Using a dried out sod roll


My garage organization need a new late spring cleaning. Finding a roll of grass sod, made me wonder how to dispose of it, since it’s dried out, from a week ago.
But can I revive it with the same TLC that a regular grass patch needs? If not, can I just turn it upside down and use it as mulch?


Hmm. A week is a long time in the life (and death) of a roll of sod. Sod tries to continue growing even after being rolled. It releases nitrogen, which heats up the roll and begins to kill the sod as soon as 12 hours after the sod is harvested.

The standard amount of time you have to lay the sod rolls varies between 12 hours and five days after harvesting, depending on the time of year and the weather.

After a week, I suspect there has been too much damage to the sod you have discovered in your garage.
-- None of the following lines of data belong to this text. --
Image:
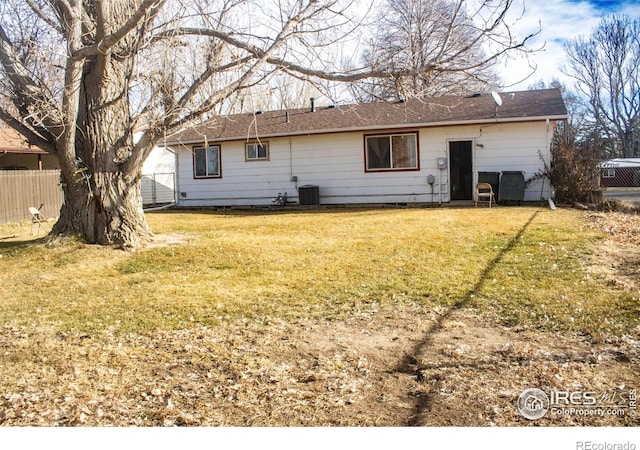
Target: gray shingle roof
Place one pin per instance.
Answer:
(447, 110)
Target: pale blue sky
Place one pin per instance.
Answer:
(560, 20)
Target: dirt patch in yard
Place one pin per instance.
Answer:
(364, 371)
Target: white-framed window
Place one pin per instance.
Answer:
(256, 151)
(385, 152)
(206, 162)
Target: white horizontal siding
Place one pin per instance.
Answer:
(335, 163)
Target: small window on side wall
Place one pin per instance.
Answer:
(256, 151)
(391, 152)
(206, 162)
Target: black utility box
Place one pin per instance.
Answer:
(512, 187)
(309, 195)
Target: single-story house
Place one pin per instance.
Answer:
(17, 154)
(620, 172)
(429, 150)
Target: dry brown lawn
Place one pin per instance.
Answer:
(339, 318)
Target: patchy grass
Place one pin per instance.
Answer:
(523, 265)
(387, 317)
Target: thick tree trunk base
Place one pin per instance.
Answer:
(107, 213)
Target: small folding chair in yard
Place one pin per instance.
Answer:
(38, 218)
(485, 194)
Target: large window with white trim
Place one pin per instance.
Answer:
(256, 151)
(206, 162)
(391, 152)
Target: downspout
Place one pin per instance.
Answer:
(548, 147)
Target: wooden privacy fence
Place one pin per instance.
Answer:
(20, 189)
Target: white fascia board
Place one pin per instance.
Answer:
(374, 128)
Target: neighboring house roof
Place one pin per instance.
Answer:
(620, 163)
(436, 111)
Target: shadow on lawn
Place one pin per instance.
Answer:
(409, 364)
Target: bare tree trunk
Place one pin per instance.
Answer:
(103, 201)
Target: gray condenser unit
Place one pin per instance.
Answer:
(512, 187)
(309, 195)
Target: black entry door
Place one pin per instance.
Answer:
(461, 170)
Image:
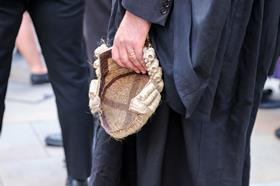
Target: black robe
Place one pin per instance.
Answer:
(216, 55)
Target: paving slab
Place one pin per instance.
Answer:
(33, 172)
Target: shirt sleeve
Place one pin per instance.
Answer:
(154, 11)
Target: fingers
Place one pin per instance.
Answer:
(127, 57)
(116, 56)
(124, 56)
(133, 58)
(139, 56)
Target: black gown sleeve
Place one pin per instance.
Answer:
(155, 11)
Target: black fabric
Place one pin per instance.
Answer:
(59, 28)
(216, 56)
(97, 14)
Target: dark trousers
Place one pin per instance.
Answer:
(59, 28)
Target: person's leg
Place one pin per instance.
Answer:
(26, 44)
(10, 19)
(59, 29)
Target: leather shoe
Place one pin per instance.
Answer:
(38, 79)
(54, 140)
(73, 182)
(277, 133)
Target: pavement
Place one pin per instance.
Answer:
(31, 115)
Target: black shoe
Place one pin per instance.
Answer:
(267, 102)
(54, 140)
(277, 133)
(38, 79)
(73, 182)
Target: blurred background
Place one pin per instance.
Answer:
(25, 159)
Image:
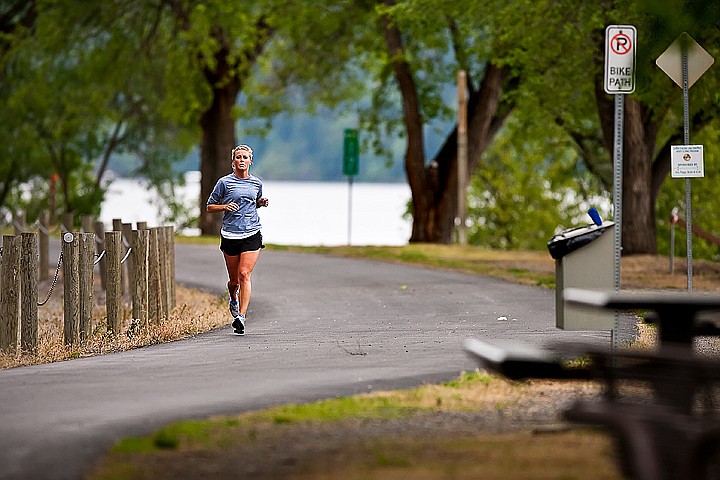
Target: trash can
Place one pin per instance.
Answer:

If it is just yellowing and doesn’t have a terrible smell, you can try unrolling it in the shade and watering (but not so much it rots) but I don’t hold out much hope for resurrection, since it was probably quite hot in the garage over the last week.
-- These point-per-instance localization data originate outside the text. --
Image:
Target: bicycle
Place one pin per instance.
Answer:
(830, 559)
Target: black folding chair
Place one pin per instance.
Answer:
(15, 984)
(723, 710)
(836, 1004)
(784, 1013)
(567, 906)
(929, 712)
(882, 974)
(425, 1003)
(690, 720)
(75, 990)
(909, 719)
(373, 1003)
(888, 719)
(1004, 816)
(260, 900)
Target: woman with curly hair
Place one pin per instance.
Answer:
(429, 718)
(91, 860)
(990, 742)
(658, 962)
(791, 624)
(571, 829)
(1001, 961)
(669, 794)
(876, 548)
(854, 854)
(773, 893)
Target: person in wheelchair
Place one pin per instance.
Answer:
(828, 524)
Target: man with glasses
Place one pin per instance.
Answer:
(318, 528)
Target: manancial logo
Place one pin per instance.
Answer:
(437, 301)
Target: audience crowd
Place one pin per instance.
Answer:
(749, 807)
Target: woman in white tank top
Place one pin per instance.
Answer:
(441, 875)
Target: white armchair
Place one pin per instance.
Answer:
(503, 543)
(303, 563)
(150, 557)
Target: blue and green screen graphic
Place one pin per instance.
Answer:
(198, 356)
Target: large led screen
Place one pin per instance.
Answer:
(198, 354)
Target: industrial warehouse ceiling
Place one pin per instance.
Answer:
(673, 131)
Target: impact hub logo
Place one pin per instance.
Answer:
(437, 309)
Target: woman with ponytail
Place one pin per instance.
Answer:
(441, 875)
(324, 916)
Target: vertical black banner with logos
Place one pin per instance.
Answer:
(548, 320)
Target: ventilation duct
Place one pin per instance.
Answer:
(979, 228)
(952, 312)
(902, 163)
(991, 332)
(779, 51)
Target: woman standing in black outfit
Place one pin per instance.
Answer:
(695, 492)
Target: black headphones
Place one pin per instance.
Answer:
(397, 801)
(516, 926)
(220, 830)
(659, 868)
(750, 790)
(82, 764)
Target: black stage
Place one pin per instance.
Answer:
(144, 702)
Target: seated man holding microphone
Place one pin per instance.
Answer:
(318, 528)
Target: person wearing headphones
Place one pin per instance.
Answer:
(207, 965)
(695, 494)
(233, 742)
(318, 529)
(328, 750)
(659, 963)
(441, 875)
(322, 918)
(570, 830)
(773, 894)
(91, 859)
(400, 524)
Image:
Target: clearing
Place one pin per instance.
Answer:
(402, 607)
I would not use the dried out sod as is for mulching. However, the yellowed sod can be composted to make a new garden bed, using the lasagna technique.

Cut the roll into desired lengths. Turn the first piece over and then spread a layer of wet newspaper over that. Put in fine nitrogen organic matter, such as leaves topped with soil or compost. Coat the surface of the area with more soil, then add carbon rich material.  Repeat. The layers of material will help break down the sod and turn it into usable soil. Each layer needs to be about an inch (2.5 cm.) or so thick with a total height of 18 inches (46 cm.) or more.  If you want the process to go faster, weight a sheet of black plastic over the pile to keep the heat in. Check it frequently to make sure the pile is lightly moist. In five to six months, turn the soil and till it for planting.